Will the babies be ok? Will they have fluid in their lungs and ears? Will they be non-responsive, too tiny, too weak to be passed into my arms? Will I feel too drugged up or nauseous to want to hold them?
Yes, I realize this is just one day in their lives, and even if the birth experience is not smooth, we will still bond as a family. But damnit, this is likely my only birth experience and I want it to be somewhat pleasant! It is already being skewed by being a C section and in the OR.
Because these boys are still breech. They are squished. I barely even feel them move anymore, though ultrasound assures me they are squirming constantly.
I was not dilated nor effaced at 35w2d, the last (and thankfully only!) time this was checked.
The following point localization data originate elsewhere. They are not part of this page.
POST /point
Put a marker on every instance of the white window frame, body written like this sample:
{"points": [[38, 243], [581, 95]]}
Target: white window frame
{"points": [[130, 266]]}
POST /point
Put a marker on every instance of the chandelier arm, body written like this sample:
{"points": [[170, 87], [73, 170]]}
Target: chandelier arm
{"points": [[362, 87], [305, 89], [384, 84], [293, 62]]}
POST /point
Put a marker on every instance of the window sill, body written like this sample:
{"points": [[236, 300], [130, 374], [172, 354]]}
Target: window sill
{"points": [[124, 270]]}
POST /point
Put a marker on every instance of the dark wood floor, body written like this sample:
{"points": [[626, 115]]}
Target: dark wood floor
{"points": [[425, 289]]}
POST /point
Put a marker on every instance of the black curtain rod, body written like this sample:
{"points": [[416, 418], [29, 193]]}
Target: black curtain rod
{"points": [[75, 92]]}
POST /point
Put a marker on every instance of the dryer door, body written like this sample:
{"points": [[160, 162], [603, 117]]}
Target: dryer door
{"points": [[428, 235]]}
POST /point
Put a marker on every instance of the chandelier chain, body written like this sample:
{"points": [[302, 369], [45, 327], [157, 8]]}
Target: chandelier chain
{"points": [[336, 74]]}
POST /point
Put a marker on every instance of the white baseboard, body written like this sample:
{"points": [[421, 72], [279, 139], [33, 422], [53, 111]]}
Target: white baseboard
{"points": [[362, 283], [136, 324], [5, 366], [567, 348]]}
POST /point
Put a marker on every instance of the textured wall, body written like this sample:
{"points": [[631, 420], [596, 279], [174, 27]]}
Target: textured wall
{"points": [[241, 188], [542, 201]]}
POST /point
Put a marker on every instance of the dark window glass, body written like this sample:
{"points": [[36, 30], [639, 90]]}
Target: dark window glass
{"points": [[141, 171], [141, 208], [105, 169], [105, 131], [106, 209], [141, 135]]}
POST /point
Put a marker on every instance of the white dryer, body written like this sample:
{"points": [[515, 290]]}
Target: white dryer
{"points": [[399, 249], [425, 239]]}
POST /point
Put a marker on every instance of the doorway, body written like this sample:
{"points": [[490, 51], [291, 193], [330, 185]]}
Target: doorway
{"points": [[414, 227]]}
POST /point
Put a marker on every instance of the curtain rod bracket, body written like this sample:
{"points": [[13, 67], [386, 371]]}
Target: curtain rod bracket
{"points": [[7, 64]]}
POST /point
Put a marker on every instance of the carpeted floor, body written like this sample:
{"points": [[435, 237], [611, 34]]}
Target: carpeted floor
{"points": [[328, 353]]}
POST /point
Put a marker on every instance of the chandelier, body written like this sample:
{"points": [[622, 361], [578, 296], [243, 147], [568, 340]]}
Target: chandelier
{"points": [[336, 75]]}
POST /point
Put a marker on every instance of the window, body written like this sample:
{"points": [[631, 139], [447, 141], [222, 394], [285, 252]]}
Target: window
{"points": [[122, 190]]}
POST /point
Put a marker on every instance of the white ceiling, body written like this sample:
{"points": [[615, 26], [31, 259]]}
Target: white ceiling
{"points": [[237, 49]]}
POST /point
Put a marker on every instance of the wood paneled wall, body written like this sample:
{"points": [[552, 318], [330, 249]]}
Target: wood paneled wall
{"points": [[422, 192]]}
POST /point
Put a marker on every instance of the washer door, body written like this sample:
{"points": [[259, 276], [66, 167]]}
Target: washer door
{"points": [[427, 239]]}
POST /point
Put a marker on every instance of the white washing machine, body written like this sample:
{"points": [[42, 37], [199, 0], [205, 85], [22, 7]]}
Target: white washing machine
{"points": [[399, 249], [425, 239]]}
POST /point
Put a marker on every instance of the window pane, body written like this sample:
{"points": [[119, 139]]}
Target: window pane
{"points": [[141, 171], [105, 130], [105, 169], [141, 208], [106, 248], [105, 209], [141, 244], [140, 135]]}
I have one or two contractions per day that I notice - I assume there are more but I never feel them. The babies have dropped a bit and besides the swelling, soreness, fatigue and largeness, I feel good and like I could last a few more weeks if needed.
So hopefully they will stay put until a week from today. There is a tropical storm/hurricane on its way this weekend and people have gleefully reminded me that these weather conditions incite births. (WHY someone wants to wish labor on me, I do not know. But shut the fuck up.) Hopefully it will just be a lot of rain and babies will stay put. I really do not want to deal with hurricane hysteria at the hospital, especially in combination with an emergency/unscheduled C section.